King Abdullah has already made clear to his U.S. counterparts that if Iran gets a nuclear bomb, the kingdom will do so as well, whatever its NPT obligations. Defining such a status -- whether through an actual nuclear weapon or a more loosely defined military nuclear capability -- is one difference in the respective diplomatic approaches of Washington and Riyadh toward Iran's nuclear ambitions. Despite the IAEA's apparent equanimity regarding the kingdom's nuclear activities, the 1988 initial purchase of Chinese missiles, the 1999 Kahuta visit, and the 2007 upgrade of the Chinese missile fleet suggest a long-term and well-developed strategy. The United States is already aware of desert facilities claimed by the Saudis to be oil-related even though there are no nearby pipelines. Also, North Korean personnel have previously been spotted in the kingdom.
Options for Enrichment
If Saudi Arabia decided to build its own uranium enrichment plant, citing the need to fuel its planned nuclear power reactors, it would have two options: either establish a joint venture with a current technology holder or develop its own technology. According to the latest IAEA Nuclear Technology Review, there will be excess worldwide uranium supply for enrichment over the next decade; only Pakistan, among the technology holders, would possibly be attracted to establishing an enrichment plant in the volatile Middle East. If the kingdom opted to develop its own enrichment technology, designing a centrifuge and building a commercial-scale operation would take a decade. And even then the Saudis would not have achieved energy independence, since the country's known uranium resources are scarce, and insufficient to support such a nuclear program.
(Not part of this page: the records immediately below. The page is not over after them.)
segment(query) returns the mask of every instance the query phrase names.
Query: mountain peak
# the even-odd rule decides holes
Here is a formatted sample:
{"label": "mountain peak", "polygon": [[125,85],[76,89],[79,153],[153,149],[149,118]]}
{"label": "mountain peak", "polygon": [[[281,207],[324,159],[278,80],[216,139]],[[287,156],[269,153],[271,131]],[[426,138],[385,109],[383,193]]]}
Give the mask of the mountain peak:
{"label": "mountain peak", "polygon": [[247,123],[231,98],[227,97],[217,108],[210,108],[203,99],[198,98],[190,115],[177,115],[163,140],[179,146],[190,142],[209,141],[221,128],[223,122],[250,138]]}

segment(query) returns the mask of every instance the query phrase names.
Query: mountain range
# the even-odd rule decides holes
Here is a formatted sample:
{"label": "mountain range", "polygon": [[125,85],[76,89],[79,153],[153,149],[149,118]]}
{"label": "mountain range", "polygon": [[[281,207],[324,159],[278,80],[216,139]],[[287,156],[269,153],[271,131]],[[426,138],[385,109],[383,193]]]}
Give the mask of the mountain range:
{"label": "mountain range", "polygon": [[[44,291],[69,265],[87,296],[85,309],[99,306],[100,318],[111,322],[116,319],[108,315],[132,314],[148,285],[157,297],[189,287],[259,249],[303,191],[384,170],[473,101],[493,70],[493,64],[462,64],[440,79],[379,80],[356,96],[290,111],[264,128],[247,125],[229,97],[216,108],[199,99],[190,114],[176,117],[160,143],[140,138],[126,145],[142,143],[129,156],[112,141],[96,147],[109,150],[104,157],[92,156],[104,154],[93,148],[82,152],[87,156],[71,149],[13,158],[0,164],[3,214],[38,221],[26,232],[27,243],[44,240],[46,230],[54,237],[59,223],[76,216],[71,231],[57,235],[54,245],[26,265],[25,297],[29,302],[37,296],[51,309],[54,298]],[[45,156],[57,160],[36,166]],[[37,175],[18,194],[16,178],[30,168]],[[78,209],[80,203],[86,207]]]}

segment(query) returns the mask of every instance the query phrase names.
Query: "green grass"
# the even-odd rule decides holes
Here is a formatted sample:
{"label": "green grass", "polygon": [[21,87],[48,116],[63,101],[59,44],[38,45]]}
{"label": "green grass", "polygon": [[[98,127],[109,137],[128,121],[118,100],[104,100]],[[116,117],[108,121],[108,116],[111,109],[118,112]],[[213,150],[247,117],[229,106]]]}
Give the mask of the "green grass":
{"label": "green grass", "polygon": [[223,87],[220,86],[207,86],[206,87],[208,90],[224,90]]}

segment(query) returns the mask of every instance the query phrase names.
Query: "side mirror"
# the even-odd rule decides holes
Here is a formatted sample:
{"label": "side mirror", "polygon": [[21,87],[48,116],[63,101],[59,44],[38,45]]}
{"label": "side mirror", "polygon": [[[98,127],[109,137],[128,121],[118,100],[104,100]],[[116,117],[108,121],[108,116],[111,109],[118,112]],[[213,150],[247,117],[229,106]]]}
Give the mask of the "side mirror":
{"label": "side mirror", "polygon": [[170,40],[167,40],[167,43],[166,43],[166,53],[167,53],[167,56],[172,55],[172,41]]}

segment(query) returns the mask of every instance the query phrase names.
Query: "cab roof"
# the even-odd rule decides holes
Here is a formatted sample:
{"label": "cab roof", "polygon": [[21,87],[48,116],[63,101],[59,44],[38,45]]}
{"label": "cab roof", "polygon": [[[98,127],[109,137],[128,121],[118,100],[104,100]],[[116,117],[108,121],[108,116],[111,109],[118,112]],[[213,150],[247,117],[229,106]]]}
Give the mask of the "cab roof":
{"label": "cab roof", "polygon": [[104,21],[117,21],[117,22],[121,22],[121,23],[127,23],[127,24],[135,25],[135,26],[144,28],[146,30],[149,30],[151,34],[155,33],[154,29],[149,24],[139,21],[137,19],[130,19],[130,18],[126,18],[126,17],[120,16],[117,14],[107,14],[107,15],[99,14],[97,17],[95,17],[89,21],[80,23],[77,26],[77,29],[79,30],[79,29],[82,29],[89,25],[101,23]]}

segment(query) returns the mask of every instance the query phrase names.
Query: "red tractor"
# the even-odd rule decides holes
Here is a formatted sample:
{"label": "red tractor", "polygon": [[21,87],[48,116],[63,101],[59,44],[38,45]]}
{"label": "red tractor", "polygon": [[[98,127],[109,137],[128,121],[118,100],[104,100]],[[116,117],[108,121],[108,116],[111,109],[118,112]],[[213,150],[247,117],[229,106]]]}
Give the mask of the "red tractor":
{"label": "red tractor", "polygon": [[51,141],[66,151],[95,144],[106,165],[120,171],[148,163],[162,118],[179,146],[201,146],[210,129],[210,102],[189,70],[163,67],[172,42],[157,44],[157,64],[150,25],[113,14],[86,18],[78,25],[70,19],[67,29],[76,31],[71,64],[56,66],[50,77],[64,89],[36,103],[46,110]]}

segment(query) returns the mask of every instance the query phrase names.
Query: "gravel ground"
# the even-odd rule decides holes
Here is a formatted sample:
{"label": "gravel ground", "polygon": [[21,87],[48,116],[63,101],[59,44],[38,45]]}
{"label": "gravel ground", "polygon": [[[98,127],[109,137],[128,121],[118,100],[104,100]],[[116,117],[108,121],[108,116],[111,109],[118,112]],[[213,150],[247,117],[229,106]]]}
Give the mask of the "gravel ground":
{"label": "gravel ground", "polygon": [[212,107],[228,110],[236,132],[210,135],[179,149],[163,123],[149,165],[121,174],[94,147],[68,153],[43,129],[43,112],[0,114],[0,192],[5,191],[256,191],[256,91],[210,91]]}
Worryingly, even for a small research and development facility, the Saudis -- under their SQP obligations -- can build the installation in secret and must only tell the IAEA 180 days before introducing nuclear material. The R&D, mechanical testing of centrifuges, and testing with surrogate materials need not be revealed.
Recommendations for U.S. Policy
Experience suggests that military nuclear programs are best stopped at their earlier stages. Inaction, as the world has seen with Pakistan and North Korea and, more recently, Iran and Syria, leads to wicked problems. Saudi Arabia should thus be encouraged to sign the Additional Protocol to its NPT Safeguards Agreement and implement it provisionally until ratified. The Saudis should also be urged to rescind their SQP and conclude up-to-date subsidiary arrangements to the Safeguards Agreement with the IAEA. These gestures would oblige the kingdom to give the IAEA design information about nuclear installations as soon as the decision is made to build them. The IAEA would likewise have access to all nuclear-fuel-cycle-related installations, even if they did not use nuclear material. Such provisions should be included in any U.S.-Saudi 123 agreement and are initial steps toward a nuclear-weapons-free Middle East.
Olli Heinonen is a senior fellow with the Belfer Center at Harvard University and a former deputy director-general for safeguards at the IAEA. Simon Henderson is the Baker Fellow and director of the Gulf and Energy Policy Program at The Washington Institute. Previously, they coauthored Nuclear Iran: A Glossary of Terms, a joint publication of The Washington Institute and the Belfer Center.